Lesch-Nyhan syndrome is an X-linked recessive inborn error of metabolism due to a complete deficiency of hypoxanthine-guanine phosphoribosyltransferase (HPRT) activity (OMIM 300322). Partial deficiency of HPRT (OMIM 300323) is characterized by the effects of excess uric acid synthesis and a continuum spectrum of neurological manifestations, without the manifestations of full-blown Lesch-Nyhan syndrome. Both diseases have been associated with mutations in the HPRT1 gene. We have described one Lesch-Nyhan patient and four partial HPRT deficient patients with a normal HPRT1 coding region. These patients showed markedly decreased HPRT mRNA expression, but no mutation in their genomic regulatory sequences from HPRT1 gene. In this study, we analyzed the promoter region methylation status of the HPRT1 gene in these five HPRT deficient patients.
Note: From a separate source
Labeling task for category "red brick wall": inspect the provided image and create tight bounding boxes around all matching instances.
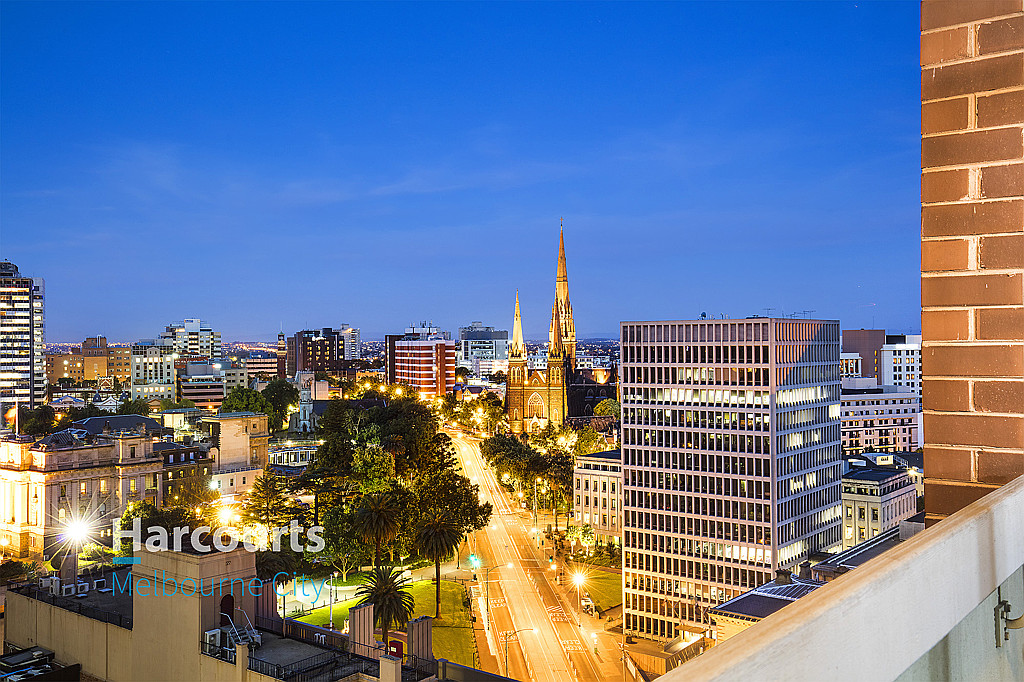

DNA was bisulphite modified and a 620 bp fragment including 320 bp 5' to start codon was amplified and sequenced. The methylation status of 35 CpG island 5' to start codon and 28 CpG island 3' to start codon were investigated in male controls, female controls, patients, and the patient's mothers. Primer pairs were designed for methylated-specific and unmethylated-specific amplification and PCR was performed employing DNA bisulphite treated as template.
No alterations in the methylation pattern of the HPRT1 promoter were found in the five HPRT deficient patients.
The promoter region methylation status of these five HPRT deficient patients was similar to that of normal subjects. Thus, some other genetic alteration must explain a reduced enzyme activity with a normal gene coding region.
莱施-奈恩综合征是一种X连锁隐性代谢性遗传病,由次黄嘌呤-鸟嘌呤磷酸核糖转移酶(HPRT)活性完全缺乏引起(OMIM 300322)。HPRT部分缺乏(OMIM 300323)的特征是尿酸合成过多的影响以及一系列连续的神经学表现,而无典型莱施-奈恩综合征的表现。这两种疾病均与HPRT1基因突变有关。我们描述了1例莱施-奈恩患者和4例HPRT部分缺乏患者,其HPRT1编码区正常。这些患者的HPRT mRNA表达明显降低,但HPRT1基因的基因组调控序列未发现突变。在本研究中,我们分析了这5例HPRT缺乏患者中HPRT1基因启动子区域的甲基化状态。
对DNA进行亚硫酸氢盐修饰,扩增并测序一个包含起始密码子上游320 bp的620 bp片段。在男性对照、女性对照、患者及其母亲中研究起始密码子上游35个CpG岛和下游28个CpG岛的甲基化状态。设计甲基化特异性和非甲基化特异性扩增引物对,以亚硫酸氢盐处理的DNA为模板进行PCR。
5例HPRT缺乏患者的HPRT1启动子甲基化模式未发现改变。
这5例HPRT缺乏患者的启动子区域甲基化状态与正常受试者相似。因此,一定存在其他遗传改变来解释基因编码区正常但酶活性降低的现象。